Sowas kann es doch nicht geben. Jetzt wird wieder ein großer Konzern gerettet mit Steuergeldern, nur weil er nicht wirtschaftlich arbeiten kann. Diese Bürgschaften gibt es auch nicht für kleine Bäckereien. Wenn die Produkte von Lila Bäcker nicht gut sind, und das sind sie wirklich nicht, werden auch Milliarden nicht helfen. Eine Insolvenz soll und muss auch den Markt bereinigen. Sonst haben kleine ehrliche Bäcker keine Chance.

Da stimme ich zu. Besonders der Lila Bäcker hat in den letzten Jahren eine enormen aggressive Expansionspolitik betrieben, indem er sich in unmittelbarer Nähe von kleinen Bäckereien angesiedelt hat und Verluste in Kauf genommen hat, bis die kleinen aufgeben mussten.
Leider stehen viele Leute auf Chichi und Rabatt Karten. Die Produkte sind nicht per se schlecht, aber auch nicht in der Qualität, wie bei vielen handwerklichen Betrieben.
Es stellt sich auch die Frage, wie nachhaltig so eine Rettung ist. Und ob sie nicht am Ende, wertvolle Gelder zu Investoren umleitet, die das Geld nicht in Deutschland Reinvestieren und eventuelle spätere Gewinne, hier auch versteuern...

Die investierenden Banken, die im Artikel erwähnt werden, sind die schwedische SEB und die holländische NIBC.

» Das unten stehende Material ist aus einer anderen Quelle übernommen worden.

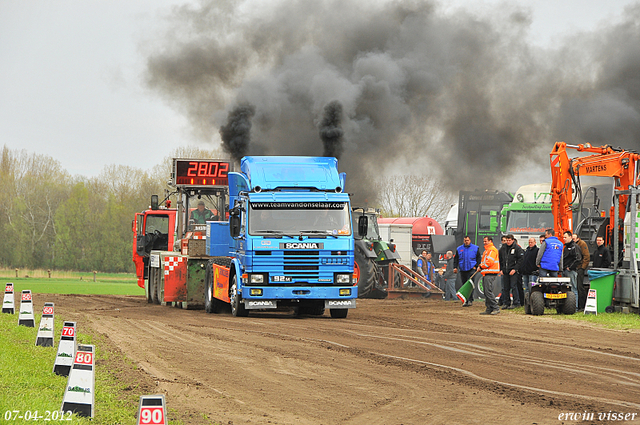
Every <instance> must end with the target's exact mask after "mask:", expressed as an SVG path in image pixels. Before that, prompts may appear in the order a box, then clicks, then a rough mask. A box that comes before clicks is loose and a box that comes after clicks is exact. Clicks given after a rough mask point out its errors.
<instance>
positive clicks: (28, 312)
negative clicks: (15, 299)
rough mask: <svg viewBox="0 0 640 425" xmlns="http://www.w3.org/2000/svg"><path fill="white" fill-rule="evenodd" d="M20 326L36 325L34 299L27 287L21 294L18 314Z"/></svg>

Wer diese kette kennt gibt doch keinen cent als kredit. Wer weiß wie man wieder unter der hand beziehung geknüpft hat. Die waren sind total für die verkaufte qualität überzogen. Ich kaufe meine brötchen und brote bei meinem bäcker des vertrauens, wo nicht nur chemie den geschmack bestimmt, sondern das handwerk in all seinen traditionellen facetten.